Volto ao Quitexe e preparo-me para jantar, como de costume, no restaurante do Pacheco. Depois irei saber a hora para que estou escalado de guarda ao restaurante, agora transformado em dormitório e defendido toda a noite. Fazem-se turnos de uma hora , desde as 10 h da noite até às 6 da manhã. A vigia é feita no terraço que serve de pala à varanda do restaurante. Ali, durante toda a noite, dois homens, por turno, esperam de peito descoberto, o mais pequeno sinal de ataque para darem o alarme e abrirem fogo. Rara é a noite em que o alerta não soe, quase sempre vindo da Administração, onde estão alguns tropas e civis. O grito de alerta, normalmente seguido de disparos, é uma coisa terrível pois as pessoas que estão, por vezes, no primeiro sono entram em pânico. Uns correm descalços, outros em cuecas (que era o meu caso), outros tremem, outros choram, mas todos vão ocupar os seus lugares e ali ficam esperando o ataque. Passada meia hora chega-se à conclusão que, como sempre tem acontecido, é alarme falso.

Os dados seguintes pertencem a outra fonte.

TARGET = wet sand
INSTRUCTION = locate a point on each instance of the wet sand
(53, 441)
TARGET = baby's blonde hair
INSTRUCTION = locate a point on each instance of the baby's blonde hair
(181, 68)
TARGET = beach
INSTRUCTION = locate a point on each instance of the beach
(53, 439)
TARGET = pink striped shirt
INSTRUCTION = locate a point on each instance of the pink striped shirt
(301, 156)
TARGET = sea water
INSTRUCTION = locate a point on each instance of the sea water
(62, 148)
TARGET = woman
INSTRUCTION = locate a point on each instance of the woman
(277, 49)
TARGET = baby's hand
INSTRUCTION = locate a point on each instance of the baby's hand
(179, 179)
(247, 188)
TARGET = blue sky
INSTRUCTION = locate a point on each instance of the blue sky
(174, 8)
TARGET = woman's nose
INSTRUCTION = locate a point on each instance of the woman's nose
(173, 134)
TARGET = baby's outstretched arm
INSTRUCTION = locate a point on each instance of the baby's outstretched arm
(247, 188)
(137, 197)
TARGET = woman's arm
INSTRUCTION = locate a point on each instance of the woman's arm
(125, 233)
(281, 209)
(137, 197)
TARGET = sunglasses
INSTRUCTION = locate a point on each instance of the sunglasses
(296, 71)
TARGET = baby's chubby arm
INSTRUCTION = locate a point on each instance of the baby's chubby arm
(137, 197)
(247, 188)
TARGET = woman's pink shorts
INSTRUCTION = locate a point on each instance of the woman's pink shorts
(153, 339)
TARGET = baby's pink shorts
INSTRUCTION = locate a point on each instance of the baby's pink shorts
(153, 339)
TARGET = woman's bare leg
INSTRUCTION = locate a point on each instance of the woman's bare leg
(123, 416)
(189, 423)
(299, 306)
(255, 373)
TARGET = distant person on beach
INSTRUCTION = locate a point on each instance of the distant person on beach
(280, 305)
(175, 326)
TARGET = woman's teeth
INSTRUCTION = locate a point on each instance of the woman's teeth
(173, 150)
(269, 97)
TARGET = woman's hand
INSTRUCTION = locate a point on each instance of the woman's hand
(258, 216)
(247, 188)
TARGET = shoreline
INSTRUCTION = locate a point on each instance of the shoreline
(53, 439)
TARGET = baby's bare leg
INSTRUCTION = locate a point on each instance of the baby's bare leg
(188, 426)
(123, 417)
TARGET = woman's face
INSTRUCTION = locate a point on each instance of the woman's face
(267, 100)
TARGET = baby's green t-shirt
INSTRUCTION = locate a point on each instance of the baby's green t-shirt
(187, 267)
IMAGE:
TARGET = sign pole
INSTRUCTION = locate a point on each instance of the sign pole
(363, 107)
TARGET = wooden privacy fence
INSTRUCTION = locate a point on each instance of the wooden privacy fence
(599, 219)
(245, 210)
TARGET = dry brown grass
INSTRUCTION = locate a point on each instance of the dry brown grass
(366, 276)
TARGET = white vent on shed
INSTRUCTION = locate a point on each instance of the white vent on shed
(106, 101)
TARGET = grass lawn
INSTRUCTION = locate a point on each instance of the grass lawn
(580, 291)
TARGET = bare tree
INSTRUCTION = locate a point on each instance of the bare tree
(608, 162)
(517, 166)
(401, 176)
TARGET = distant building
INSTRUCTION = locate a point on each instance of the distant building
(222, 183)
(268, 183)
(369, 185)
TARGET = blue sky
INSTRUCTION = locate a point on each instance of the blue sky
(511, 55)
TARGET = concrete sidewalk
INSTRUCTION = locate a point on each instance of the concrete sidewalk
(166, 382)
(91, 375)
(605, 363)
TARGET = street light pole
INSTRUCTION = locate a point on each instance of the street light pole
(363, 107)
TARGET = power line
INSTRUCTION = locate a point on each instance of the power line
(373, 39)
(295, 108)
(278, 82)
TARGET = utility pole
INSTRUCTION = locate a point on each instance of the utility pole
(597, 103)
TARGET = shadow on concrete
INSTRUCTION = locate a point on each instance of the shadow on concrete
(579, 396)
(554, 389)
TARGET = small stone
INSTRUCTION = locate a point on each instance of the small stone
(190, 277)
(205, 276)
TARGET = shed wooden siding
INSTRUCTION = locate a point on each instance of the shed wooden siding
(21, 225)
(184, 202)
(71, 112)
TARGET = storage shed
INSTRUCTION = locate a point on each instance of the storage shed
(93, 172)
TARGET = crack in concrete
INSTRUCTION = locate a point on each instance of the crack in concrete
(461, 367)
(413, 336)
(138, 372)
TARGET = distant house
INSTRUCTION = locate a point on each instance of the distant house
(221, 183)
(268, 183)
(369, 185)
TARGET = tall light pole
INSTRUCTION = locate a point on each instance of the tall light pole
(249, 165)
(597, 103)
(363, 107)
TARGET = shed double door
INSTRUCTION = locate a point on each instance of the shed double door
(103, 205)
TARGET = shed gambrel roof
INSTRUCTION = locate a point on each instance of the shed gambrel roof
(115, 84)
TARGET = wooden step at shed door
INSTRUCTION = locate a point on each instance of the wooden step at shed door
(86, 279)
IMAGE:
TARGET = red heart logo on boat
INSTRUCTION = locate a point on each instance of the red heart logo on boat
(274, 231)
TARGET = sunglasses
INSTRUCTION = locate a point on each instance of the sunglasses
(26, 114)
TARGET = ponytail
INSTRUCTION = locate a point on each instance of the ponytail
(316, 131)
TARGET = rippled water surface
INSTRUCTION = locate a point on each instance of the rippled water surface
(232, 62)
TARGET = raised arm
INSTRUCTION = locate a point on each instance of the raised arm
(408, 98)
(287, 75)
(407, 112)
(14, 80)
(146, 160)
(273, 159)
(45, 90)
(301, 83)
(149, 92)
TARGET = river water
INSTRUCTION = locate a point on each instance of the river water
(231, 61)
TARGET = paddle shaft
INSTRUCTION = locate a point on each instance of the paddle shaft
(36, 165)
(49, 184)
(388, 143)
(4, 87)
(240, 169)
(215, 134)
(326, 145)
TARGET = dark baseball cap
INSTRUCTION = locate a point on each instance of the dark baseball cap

Nesta noite vou estar de vigília, fazendo companhia aos companheiros que, de hora a hora, se vão revezando. Sentado num caixote na pala da varanda (de onde, de dia, se avistam os armazéns da minha fazenda) estou ali expectante, esperando que algum clarão de fogo rompa a noite como sinal do incêndio da roça. Até às seis horas da manhã nada acontece. Termina a vigia, o pessoal que dormiu na camarata improvisada começa a aparecer para tomar o café. Para mim esta terá sido a noite mais longa de todas as noites.

Vivendo ainda o sucedido no dia anterior, vou para a fazenda saber a reacção dos contratados Bailundos aos acontecimentos. Sou informado de que está tudo calmo e que a minha ordem, para que todos os utensílios roubados no Ambuíla fossem postos fora da fazenda foi cumprida. O Augusto segredou-me que eles tinham reunido todos os bens roubados e os tinham ido pôr junto à minha casa; de noite alguém os havia levado.

Não fiz mais perguntas, mas calculo que os seus donos os vieram reaver, levando-os para as matas, onde agora se escondiam.